Attica Summer Camp, Outside Melbourne, Is a Dreamy Distraction

MELBOURNE, Australia — This past summer in Australia had a dreamlike emotional dissonance, like pantomiming normalcy while the outside world remained overrun with illness and death. Everyone I know reads the news, speaks to loved ones in less-safe places and feels guilty that everything here is so very nice. We go to the beach, we camp and, yes, we eat in restaurants.

I’ve been eating at Attica Summer Camp, a four-month pop-up at a winery in the Yarra Valley of Victoria. It’s one of many projects dreamed up by the chef Ben Shewry since his much-lauded restaurant Attica was forced to shut down last March as part of Victoria’s initial pandemic lockdown.

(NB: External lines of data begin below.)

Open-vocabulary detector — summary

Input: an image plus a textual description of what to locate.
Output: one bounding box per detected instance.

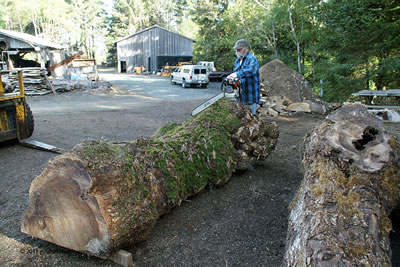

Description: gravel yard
[0,70,400,266]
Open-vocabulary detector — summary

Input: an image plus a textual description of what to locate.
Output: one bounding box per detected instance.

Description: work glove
[227,72,237,79]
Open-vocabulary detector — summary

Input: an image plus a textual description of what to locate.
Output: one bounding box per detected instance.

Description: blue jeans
[250,103,258,115]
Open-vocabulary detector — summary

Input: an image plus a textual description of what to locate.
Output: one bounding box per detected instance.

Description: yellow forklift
[0,71,34,142]
[0,70,64,153]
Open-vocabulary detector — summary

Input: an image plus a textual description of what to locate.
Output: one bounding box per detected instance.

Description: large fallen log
[285,105,400,266]
[21,100,279,257]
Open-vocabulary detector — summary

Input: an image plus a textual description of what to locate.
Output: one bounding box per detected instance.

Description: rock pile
[259,60,328,116]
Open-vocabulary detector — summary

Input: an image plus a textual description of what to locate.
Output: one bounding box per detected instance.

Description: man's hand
[227,72,237,79]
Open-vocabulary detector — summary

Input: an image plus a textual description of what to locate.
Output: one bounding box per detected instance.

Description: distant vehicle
[171,65,209,88]
[69,59,99,81]
[197,61,216,72]
[208,71,232,82]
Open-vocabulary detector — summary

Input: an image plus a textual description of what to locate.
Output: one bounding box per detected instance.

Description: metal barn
[115,25,194,73]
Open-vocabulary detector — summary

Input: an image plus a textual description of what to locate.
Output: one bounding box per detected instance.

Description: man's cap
[233,39,250,49]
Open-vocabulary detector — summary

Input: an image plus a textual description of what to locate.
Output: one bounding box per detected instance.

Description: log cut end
[306,104,393,172]
[285,105,400,266]
[21,154,110,255]
[21,101,279,257]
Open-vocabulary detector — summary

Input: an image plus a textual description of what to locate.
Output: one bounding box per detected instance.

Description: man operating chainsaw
[227,39,260,115]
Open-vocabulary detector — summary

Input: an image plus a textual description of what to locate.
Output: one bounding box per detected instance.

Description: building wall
[117,27,193,73]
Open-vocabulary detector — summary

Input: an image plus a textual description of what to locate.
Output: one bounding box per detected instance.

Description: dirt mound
[260,59,318,102]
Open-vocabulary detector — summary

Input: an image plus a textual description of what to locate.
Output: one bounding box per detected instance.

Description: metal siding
[117,27,193,72]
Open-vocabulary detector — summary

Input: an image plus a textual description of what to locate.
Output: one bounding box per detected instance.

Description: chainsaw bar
[192,92,225,116]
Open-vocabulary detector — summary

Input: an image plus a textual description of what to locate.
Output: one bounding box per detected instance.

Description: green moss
[145,101,240,202]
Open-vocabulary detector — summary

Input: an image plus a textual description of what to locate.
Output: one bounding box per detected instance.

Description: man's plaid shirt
[233,53,260,105]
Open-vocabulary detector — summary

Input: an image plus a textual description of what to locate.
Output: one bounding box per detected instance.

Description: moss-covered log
[21,100,279,257]
[285,105,400,266]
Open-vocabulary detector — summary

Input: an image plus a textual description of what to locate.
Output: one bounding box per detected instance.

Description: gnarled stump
[21,100,279,257]
[285,105,400,266]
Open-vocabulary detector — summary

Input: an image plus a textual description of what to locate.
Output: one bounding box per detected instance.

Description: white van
[171,65,209,88]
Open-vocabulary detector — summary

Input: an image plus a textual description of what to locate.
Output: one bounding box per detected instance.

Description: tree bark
[285,105,400,266]
[21,100,279,257]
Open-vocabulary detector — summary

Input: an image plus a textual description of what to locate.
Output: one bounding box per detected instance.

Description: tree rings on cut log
[21,100,279,257]
[285,105,400,266]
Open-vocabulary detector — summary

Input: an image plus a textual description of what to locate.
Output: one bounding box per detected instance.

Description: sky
[103,0,114,15]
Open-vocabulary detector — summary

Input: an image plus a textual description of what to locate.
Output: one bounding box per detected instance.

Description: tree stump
[21,100,279,258]
[285,105,400,266]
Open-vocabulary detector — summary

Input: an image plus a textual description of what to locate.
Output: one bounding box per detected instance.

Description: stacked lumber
[8,67,51,95]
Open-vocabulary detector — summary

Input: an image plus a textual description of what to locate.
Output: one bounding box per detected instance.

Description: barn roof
[114,25,196,44]
[0,29,64,49]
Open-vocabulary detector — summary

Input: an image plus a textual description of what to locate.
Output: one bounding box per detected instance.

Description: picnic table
[352,89,400,109]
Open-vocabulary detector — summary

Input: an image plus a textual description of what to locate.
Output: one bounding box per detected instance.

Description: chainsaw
[192,78,242,116]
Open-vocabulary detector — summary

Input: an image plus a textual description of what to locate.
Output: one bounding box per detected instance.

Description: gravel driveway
[0,71,396,266]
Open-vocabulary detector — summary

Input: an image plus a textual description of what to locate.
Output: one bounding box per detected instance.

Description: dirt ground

Summer Camp is about an hour’s drive from central Melbourne, with suburbia giving way to lush green fields and forest. The restaurant sits atop a hill overlooking sloping vineyards, and most of the seating is on an outdoor patio. Trellised vines create a canopy — basically a room made of leaves — where cushions and low tables invite patrons to loll with a glass of wine. A sign reads, “They kissed under the tree at summer camp.”

There is so much here that captures the exact mood of this strange Australian summer. The restaurant is fleeting, it is dreamy, it feels not quite real. It is nostalgic and fun and looks backward to familiar comforts rather than forward to an uncertain future. And it is almost gone — Attica Summer Camp will close May 31.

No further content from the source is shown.